An autobiographical novel/fictionalized memoir about growing up with OCD. Tara Sullivan was always an anxious child. When she was eleven, the phrase "Step on a crack, break your mother's back" popped into her head. It took on a weird force, circling around incessantly inside her mind and accumulating power. Even though she knew it was just a saying, she had to avoid stepping on cracks. Then she had to start counting the cracks.

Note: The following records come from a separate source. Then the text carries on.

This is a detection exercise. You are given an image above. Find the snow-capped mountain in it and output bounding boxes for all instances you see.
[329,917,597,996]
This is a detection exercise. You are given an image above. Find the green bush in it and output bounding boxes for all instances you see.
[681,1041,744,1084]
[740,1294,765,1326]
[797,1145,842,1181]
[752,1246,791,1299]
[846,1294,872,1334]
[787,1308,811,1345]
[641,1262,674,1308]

Her anxiety, obsessive thoughts, and compulsive behaviors get worse and worse, causing huge disruptions in her life and family. This is all happening in the 80s, when OCD was less well-known to the general public, especially in children, so no one has any idea what's up with her. Her mother panics that this is destroying the family and gets physically abusive, thinking that Tara is doing it on purpose and needs more discipline. Tara is sent to a series of therapists and accrues a series of wrong diagnoses, most of which boil down to "anxious kid acting out."

FINALLY, a chance encounter with someone who's heard of OCD provides a diagnosis and helpful therapy from a specialist. Therapy is difficult but very helpful, and it's en enormous relief to Tara and her family that she has a condition with a name and treatment.

This book is more educational than something you'd read for fun, complete with an afterword by a psychiatrist. But it is quite readable. It's also an extremely vivid portrayal of a particular type of childhood OCD from the inside. If you want to know what OCD might feel like to a child - what it's actually like to have obsessive thoughts, what it feels like to have compulsions, why apparently inexplicable meltdowns happen - this is a good book to read.